DSOGaming writes: "A lot has been said about Denuvo. A number of gamers claimed that their SSDs broke down due to this anti-tamper tech, and that some games suffered from performance issues due to it. However - and since we've tested a lot of games that are powered by Denuvo - we can safely say that those rumours were not legit at all."
Hopefully with the mitigated risk of piracy, developers won't be afraid to go all out on PC more and prevent bad ports from happening.
All DRM does is keep people from playing games for free. No game that has used Denuvo has shown any definable increase in sales and Witcher 3 sold extremely well on PC with no DRM. Make a good game and it will sell regardless of DRM.
I mean at this point it's basically... Does a developer want to pay a lot of extra money to keep people from being able to play the game for free? There so far is little reason to expect the cost to license Denuvo to repay itself in extra sales.
Not for long. Denuvo is a system, systems get cracked.
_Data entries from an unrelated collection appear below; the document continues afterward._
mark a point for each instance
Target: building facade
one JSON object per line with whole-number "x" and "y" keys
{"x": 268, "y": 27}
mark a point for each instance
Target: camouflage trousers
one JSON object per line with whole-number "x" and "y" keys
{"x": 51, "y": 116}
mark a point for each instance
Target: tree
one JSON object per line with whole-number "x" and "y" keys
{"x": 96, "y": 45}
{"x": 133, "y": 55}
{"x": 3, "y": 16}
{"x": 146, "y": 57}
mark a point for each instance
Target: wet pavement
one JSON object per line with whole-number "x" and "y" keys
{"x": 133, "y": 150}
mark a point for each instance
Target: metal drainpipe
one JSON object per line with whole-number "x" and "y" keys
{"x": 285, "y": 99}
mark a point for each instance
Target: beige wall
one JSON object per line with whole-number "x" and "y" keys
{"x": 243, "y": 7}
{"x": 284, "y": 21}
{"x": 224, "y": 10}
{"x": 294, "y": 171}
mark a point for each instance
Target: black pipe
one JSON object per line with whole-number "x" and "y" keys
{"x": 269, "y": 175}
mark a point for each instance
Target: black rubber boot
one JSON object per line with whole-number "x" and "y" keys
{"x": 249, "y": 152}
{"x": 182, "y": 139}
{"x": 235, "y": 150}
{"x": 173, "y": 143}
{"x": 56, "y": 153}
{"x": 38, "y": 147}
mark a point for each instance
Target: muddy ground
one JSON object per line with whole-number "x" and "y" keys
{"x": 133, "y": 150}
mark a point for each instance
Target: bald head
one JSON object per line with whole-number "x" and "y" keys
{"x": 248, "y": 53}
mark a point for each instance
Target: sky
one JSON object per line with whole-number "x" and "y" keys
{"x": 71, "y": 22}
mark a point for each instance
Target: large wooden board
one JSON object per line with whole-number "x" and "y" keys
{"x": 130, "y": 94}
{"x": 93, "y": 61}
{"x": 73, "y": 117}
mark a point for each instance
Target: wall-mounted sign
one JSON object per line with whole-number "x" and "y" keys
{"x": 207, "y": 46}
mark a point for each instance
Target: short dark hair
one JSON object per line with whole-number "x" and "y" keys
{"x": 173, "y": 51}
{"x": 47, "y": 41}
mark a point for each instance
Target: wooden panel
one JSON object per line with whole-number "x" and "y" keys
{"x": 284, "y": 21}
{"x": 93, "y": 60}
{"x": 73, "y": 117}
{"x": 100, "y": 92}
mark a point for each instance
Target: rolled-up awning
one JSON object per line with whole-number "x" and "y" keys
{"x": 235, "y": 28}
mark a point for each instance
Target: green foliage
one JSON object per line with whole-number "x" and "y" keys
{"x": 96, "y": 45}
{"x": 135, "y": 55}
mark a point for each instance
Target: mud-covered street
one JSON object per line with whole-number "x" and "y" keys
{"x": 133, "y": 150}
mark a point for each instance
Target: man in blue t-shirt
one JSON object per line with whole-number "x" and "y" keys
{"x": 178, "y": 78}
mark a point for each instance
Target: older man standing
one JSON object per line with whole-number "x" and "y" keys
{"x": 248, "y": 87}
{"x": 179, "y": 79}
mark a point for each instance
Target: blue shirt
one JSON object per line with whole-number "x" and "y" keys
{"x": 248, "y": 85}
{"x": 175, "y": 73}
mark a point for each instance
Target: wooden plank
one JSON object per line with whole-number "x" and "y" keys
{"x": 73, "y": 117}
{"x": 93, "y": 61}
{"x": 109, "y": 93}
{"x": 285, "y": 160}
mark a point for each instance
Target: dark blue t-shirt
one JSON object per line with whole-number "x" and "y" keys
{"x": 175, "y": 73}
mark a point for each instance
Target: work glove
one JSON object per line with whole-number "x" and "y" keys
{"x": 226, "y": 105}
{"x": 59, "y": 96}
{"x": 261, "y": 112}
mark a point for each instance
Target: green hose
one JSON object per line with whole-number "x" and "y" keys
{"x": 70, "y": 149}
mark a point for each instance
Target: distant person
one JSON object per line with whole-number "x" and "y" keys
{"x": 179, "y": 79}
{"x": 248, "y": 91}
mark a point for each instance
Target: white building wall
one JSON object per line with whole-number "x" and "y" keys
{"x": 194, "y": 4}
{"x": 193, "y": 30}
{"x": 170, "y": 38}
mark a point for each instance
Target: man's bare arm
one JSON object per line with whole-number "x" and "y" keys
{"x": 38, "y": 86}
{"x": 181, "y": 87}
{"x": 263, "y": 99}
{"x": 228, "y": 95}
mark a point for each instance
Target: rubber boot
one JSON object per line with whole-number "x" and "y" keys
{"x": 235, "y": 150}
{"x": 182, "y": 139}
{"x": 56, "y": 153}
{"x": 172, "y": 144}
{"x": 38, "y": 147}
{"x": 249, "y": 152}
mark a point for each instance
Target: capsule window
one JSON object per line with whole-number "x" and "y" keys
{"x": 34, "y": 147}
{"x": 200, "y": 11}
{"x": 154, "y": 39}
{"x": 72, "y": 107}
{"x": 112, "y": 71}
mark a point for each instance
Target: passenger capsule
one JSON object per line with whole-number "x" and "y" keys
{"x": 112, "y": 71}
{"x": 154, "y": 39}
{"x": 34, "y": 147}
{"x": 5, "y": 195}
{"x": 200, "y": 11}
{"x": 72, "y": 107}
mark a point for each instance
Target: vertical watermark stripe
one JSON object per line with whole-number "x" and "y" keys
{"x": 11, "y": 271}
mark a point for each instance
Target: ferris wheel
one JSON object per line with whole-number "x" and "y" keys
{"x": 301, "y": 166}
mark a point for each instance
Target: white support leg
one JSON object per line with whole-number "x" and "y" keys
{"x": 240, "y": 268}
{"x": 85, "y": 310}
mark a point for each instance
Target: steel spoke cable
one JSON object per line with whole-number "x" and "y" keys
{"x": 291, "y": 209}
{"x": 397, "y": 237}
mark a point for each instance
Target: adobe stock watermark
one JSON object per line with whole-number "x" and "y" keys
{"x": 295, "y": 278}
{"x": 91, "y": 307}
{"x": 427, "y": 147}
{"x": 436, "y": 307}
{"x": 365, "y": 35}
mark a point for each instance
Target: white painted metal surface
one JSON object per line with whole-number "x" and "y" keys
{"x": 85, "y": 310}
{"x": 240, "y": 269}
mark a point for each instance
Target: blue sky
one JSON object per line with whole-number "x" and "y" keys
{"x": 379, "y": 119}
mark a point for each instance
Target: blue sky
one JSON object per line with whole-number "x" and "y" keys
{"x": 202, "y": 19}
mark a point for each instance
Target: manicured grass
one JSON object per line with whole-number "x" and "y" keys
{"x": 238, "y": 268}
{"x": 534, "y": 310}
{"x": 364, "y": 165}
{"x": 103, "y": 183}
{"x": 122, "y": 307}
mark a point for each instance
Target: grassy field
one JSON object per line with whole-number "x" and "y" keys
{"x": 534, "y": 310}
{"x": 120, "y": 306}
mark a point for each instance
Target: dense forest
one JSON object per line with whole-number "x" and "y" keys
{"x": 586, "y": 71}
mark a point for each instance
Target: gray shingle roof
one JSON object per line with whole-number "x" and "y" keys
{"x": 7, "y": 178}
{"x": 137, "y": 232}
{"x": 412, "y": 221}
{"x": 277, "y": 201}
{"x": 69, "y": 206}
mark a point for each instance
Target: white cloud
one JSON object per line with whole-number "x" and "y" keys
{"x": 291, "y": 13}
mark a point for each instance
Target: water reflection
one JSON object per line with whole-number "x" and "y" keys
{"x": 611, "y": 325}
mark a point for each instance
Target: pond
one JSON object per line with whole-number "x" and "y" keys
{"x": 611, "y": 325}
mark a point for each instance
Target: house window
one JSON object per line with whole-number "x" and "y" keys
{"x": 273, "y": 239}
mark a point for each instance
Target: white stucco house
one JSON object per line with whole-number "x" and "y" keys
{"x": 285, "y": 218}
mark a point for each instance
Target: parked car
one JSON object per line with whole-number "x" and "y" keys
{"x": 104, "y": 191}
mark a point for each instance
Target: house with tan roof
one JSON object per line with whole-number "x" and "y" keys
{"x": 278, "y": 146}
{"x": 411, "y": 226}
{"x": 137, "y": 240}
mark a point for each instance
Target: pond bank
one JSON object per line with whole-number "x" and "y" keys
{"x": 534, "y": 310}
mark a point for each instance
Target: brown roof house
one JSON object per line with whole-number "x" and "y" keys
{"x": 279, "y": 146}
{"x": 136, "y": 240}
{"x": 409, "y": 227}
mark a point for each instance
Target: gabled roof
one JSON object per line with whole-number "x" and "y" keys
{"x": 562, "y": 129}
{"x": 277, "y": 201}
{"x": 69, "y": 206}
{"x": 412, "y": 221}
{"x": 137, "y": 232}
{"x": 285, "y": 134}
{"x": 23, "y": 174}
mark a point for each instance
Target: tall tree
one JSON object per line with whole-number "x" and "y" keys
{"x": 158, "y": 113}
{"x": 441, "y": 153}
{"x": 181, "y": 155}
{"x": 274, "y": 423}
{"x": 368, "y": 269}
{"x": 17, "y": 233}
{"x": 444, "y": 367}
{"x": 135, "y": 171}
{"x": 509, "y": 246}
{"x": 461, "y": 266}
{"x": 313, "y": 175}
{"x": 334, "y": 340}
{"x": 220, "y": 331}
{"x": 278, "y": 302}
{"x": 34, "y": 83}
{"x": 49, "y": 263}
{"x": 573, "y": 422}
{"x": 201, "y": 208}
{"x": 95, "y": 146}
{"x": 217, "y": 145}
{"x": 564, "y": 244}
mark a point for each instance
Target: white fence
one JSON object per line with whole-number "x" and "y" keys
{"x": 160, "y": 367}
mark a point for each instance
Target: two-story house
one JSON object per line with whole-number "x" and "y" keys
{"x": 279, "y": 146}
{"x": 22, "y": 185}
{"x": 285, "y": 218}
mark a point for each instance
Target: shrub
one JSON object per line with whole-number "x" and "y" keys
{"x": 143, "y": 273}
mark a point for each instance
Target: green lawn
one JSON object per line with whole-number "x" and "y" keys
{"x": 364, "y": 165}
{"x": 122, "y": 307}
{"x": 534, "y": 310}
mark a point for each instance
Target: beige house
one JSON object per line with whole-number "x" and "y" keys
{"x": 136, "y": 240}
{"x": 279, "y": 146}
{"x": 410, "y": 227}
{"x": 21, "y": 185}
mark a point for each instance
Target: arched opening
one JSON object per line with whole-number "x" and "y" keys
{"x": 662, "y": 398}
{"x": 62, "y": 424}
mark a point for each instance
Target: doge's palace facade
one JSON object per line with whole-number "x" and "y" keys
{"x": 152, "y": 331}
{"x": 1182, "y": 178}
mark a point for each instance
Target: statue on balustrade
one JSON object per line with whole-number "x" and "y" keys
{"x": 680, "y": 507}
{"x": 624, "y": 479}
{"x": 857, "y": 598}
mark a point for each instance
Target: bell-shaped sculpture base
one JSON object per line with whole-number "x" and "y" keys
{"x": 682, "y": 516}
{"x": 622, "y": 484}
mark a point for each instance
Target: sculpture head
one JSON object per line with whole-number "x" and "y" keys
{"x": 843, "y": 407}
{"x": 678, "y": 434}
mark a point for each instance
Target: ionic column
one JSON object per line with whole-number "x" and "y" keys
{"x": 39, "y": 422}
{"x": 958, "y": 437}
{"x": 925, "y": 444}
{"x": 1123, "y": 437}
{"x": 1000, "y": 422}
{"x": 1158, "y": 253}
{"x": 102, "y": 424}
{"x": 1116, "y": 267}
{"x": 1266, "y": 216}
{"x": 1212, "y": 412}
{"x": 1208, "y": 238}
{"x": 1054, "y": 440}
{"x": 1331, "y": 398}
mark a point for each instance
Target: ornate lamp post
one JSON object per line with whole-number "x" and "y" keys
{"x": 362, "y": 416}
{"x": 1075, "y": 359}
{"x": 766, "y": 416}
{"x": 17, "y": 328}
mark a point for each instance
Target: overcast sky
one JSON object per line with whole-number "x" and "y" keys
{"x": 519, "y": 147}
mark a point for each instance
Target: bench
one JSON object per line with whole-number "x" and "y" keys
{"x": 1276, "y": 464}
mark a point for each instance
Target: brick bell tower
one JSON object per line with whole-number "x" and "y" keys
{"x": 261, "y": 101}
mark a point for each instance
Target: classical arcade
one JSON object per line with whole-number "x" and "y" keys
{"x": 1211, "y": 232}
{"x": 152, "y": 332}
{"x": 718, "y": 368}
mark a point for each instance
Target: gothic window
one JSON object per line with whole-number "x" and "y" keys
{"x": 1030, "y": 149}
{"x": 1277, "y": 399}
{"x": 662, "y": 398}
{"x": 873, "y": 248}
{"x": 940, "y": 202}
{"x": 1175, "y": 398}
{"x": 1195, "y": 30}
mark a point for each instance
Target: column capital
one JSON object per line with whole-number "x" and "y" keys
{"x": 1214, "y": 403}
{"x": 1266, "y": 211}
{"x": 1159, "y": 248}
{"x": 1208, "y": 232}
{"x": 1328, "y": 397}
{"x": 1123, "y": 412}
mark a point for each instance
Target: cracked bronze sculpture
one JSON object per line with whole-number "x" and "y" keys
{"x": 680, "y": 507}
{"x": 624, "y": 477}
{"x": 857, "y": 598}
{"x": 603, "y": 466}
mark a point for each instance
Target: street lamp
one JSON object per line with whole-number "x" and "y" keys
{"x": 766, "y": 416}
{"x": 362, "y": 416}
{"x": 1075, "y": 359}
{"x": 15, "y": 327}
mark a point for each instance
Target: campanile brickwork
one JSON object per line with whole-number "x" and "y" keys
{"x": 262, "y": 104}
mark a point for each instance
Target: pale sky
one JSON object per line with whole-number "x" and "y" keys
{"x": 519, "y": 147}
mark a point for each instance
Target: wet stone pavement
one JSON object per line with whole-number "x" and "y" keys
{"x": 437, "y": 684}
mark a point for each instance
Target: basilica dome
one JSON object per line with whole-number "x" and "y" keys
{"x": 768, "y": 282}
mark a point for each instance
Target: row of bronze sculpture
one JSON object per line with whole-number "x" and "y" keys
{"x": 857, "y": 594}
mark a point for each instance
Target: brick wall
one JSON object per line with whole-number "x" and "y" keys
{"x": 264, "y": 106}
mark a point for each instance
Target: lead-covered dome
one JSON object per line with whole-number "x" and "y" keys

Pirates like me pirate games to understand if they deserve my money and how well they perform on my PC.
Example: I bought MGSV like a good MGS fan I am, but I sure should've waited for it to get cracked and understood how pathetic the story is and how choreful the game is overall with it's "helicopter-in,make-X-amo unt-of-Y-disappear, helicopter-out" repetition. Shitty MGS, the worst one to date, even Portable Ops feels like a much more fulfiling story experience then this.
On the other hand I have DOOM, which I bought because it's DOOM and I love me some old-school machismo slaughter. The game is great, I bought it, but I didn't quite expected how badly my computer is going to run it. It would've been much better if I had an ability to test-run it first.
Piracy is great and it will never die, Denuvo is just a momentary inconvenience for us.
Problem is that it hammers performance and you can't prove a pirated game is a loss sale. So all you do is Piss off legitimate buyers.